Veterans film fellow vets coming home
Back from Iraq or Afghanistan, five veterans pick up cameras to show the challenges of coming home to a civilian lifestyle for fellow vets.
Sabina Louise Pierce/Special to The Christian Science Monitor
Now the former Marine sergeant is making a movie about surviving the hardest part of war: coming home.
That may sound counterintuitive, especially with "The Hurt Locker" taking top honors at this year's Academy Awards for its gripping depiction of the intensity of life on the modern battlefield. But for many veterans, the most difficult challenge of war is not its horror, monotony, and loneliness, but readjusting to life at home. Mr. Van Winkle deployed to Iraq in 2003, and when he returned home he faced post-traumatic stress disorder and other maladies. Ultimately he sought and received the treatment he needed. Now he is trying to help other veterans by directing a short documentary about the return of two of his buddies and how they conquered their own demons.
"Not a lot of people have asked them to tell their story," says Van Winkle.
He is one of five war veterans chosen by a foundation in Los Angeles to tell their stories on film. One will explore how veterans cope with the surrealism of leaving the battlefield one day and coming home the next. Another will look at substance abuse among vets. Van Winkle will focus on readjustment, highlighting the phenomenon known as "survivor's guilt," after his buddies lost a close friend in Iraq in 2005.
The veterans-turned-moviemakers were chosen from a group of about 100 applicants by the Brave New Foundation in Culver City, Calif. Each of the five attended a three-day moviemaking "boot camp" there, where they learned storytelling and film direction. Then they were handed a $7,500 stipend, a professional cameraman, and $10,000 for expenses – and then turned loose. The edited documentaries, which are not allowed to make political statements, will be completed this summer and distributed online or perhaps get broader distribution by a cable network.
"I was inspired to develop this project when I realized that there are veterans who have basic storytelling skills … and how it would be amazing to hear their unfiltered stories," says Richard Ray Perez, creator of this film project, which is called "In Their Boots."
In March, Van Winkle joined friends Shawn Kipper and David Paxson in Philadelphia for an emotional reunion.

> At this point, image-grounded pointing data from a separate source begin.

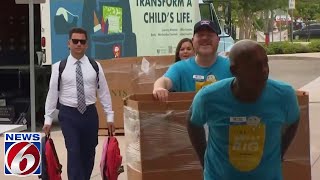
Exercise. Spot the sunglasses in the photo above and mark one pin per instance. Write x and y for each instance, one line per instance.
(76, 41)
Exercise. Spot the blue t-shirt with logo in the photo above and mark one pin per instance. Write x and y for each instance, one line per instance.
(187, 75)
(245, 138)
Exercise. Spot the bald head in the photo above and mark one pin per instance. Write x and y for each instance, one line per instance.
(249, 65)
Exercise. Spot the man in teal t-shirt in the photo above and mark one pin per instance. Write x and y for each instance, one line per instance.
(246, 116)
(187, 76)
(205, 68)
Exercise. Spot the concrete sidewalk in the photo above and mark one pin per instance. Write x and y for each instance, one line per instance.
(58, 139)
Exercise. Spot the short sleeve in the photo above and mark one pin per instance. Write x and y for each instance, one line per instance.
(292, 106)
(173, 73)
(199, 114)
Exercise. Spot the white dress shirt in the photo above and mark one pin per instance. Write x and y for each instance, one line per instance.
(68, 88)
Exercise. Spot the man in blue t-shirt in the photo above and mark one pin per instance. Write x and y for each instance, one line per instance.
(203, 69)
(246, 116)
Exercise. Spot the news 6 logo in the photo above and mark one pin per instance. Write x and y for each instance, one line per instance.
(22, 154)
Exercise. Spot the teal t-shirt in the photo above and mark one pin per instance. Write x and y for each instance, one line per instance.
(244, 138)
(187, 75)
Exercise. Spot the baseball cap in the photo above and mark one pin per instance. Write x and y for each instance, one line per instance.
(206, 23)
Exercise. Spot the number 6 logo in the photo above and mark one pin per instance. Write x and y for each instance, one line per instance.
(23, 159)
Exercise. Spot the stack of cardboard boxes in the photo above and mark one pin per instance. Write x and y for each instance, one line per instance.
(126, 76)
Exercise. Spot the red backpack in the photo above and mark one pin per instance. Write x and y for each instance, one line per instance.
(110, 164)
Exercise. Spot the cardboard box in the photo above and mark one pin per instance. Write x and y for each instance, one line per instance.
(158, 145)
(124, 77)
(297, 164)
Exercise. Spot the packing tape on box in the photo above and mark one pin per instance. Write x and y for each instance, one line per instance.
(159, 135)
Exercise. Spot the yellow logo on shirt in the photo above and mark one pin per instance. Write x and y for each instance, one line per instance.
(246, 143)
(201, 83)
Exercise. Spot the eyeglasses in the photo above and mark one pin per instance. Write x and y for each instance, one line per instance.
(76, 41)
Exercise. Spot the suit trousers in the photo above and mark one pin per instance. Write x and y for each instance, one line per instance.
(80, 133)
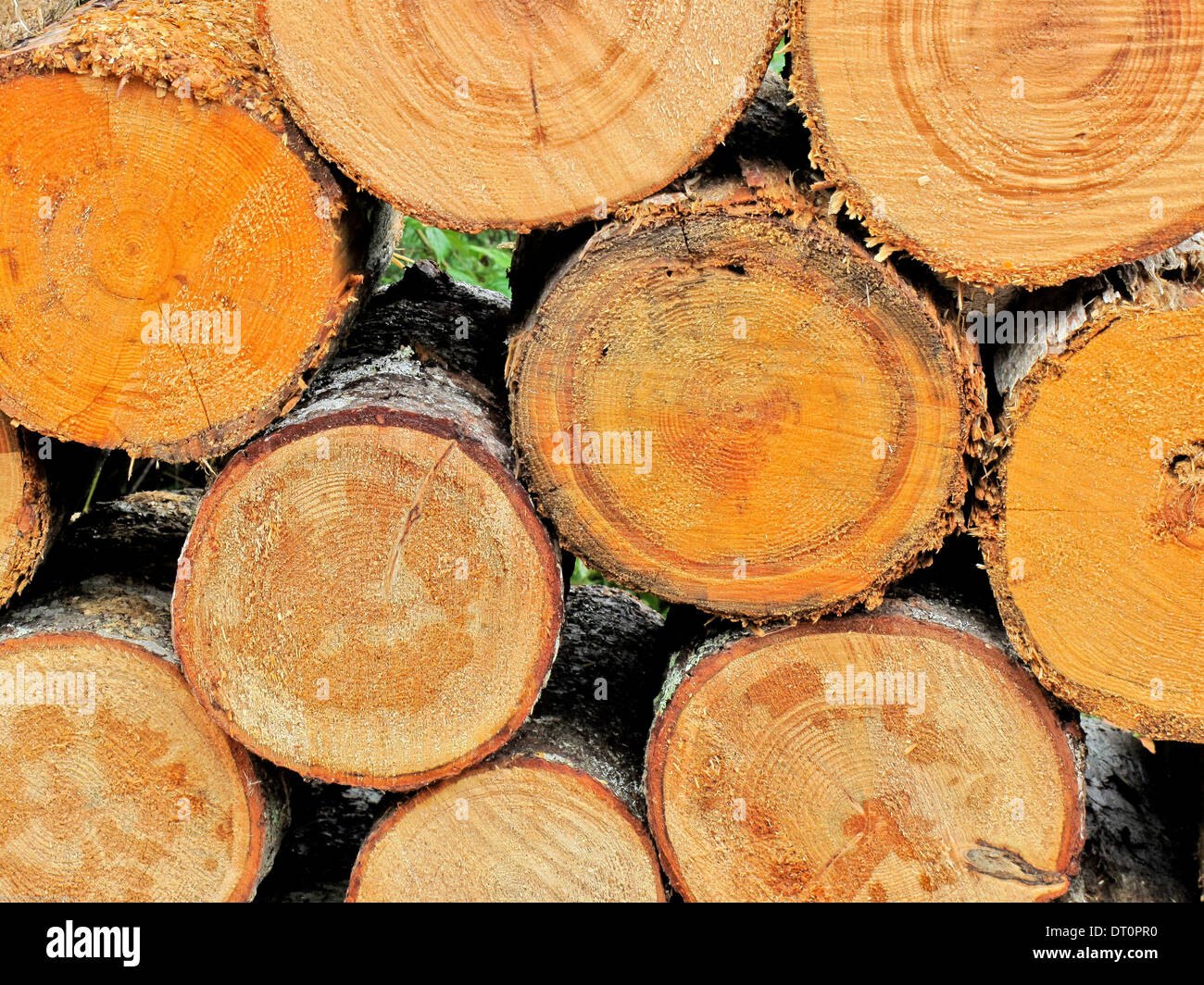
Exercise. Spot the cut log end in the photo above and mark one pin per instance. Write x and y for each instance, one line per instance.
(522, 829)
(117, 785)
(1006, 161)
(27, 516)
(485, 113)
(743, 416)
(882, 757)
(128, 318)
(369, 599)
(1097, 555)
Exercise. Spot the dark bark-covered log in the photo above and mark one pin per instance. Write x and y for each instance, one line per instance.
(371, 597)
(558, 813)
(574, 110)
(28, 515)
(445, 323)
(1140, 829)
(721, 399)
(329, 824)
(899, 755)
(149, 167)
(115, 784)
(1090, 507)
(139, 536)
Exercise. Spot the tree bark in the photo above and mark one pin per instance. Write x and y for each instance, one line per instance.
(117, 785)
(395, 483)
(28, 516)
(721, 399)
(899, 755)
(574, 112)
(135, 325)
(1140, 845)
(992, 161)
(558, 813)
(1088, 505)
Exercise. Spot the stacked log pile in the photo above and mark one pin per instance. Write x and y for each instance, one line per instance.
(883, 377)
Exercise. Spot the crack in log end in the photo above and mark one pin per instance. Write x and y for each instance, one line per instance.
(541, 135)
(1003, 864)
(414, 512)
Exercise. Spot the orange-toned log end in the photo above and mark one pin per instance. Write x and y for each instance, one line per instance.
(495, 113)
(1097, 553)
(884, 757)
(371, 599)
(742, 416)
(521, 829)
(1010, 143)
(27, 516)
(169, 271)
(115, 783)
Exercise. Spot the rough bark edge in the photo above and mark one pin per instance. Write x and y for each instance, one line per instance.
(207, 44)
(97, 608)
(769, 191)
(1168, 281)
(424, 311)
(858, 203)
(29, 19)
(342, 401)
(429, 215)
(205, 49)
(694, 666)
(37, 519)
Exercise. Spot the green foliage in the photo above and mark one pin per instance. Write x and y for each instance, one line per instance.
(480, 258)
(584, 576)
(778, 64)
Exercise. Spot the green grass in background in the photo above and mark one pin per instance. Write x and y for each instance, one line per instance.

The three grabbed dinner at Tony Luke's, a popular cheese steak restaurant, and then went to a hotel, where Van Winkle conducted two intense interviews that forced his friends to recall some of their roughest combat experiences.
If it helps other vets, 'we've succeeded'
"It got pretty in-depth," Mr. Kipper said later. Kipper, who once repaired tracked vehicles in the Marine Corps, is now a field service technician for a rental company. "I felt like I was putting myself out there for everybody to see, but the whole thing for me is, if it helps another struggling veteran feel as if he's not alone, then we've succeeded in this."
When Kipper's deployment to Iraq and time with the Marine Corps ended, the transition from worrying about killer roadside bombs to picking up his role as husband didn't go well at first.
Little things bothered him, and he turned to alcohol to soothe the anxiety he says he felt all the time. Kipper recalls going with his wife to reactivate his cellphone after his return and practically jumping one of the store's employees when he was peppered with questions.
"Rock bottom, for me, was watching my marriage go to shambles, just everything around me, wanting to drink all the time, feeling as if I couldn't accomplish anything," Kipper recalls.
But in those dark days, his daughter, then still a baby, gave him hope and inspired him to put his life back together.
For the documentary, Van Winkle, Kipper, and Mr. Paxson visited a tattoo parlor on the outskirts of Philadelphia, where Paxson had a "battlefield cross" added to his forearm. The artwork memorializes Brad Harper, a friend killed by a roadside bomb in Iraq in 2005.
The battlefield cross is commonly used at memorial services in the field, in which a rifle with bayonet attached is pushed into the ground, with the boots of the dead soldier placed in front and the soldier's helmet placed on top. Paxson had the tattoo artist add Harper's name to a black-and-white drawing, and then sat for nearly three hours, camera rolling, while it was etched into his arm.
Picking up their lives or starting anew
The three men have quietly reassembled their lives. Kipper got divorced but now has a close relationship with a woman and enjoys raising his 6-year-old daughter, Callie, in Chesapeake, Va. Paxson works in helicopter assembly and repair outside Philadelphia, where he lives with his wife and two boys.
Van Winkle has taken a different road since leaving the Marine Corps in 2004. After submitting a piece to a literary magazine about his experiences in war, he was contacted by an agent. The result was "Soft Spots: A Marine's Memoir of Combat and Post-Traumatic Stress Disorder," published by St. Martin's Press last year. He has since earned a master's degree in creative writing and now teaches creative writing at a community college outside Phoenix.
He hopes the movie has an impact on veterans who have gone through the same adjustment as he and his friends.
A lot of what happens in war is unpredictable, says Van Winkle. "You're just in the wrong place at the wrong time and you get shot. We've seen stuff happen to people, and there isn't any reason that it wasn't us."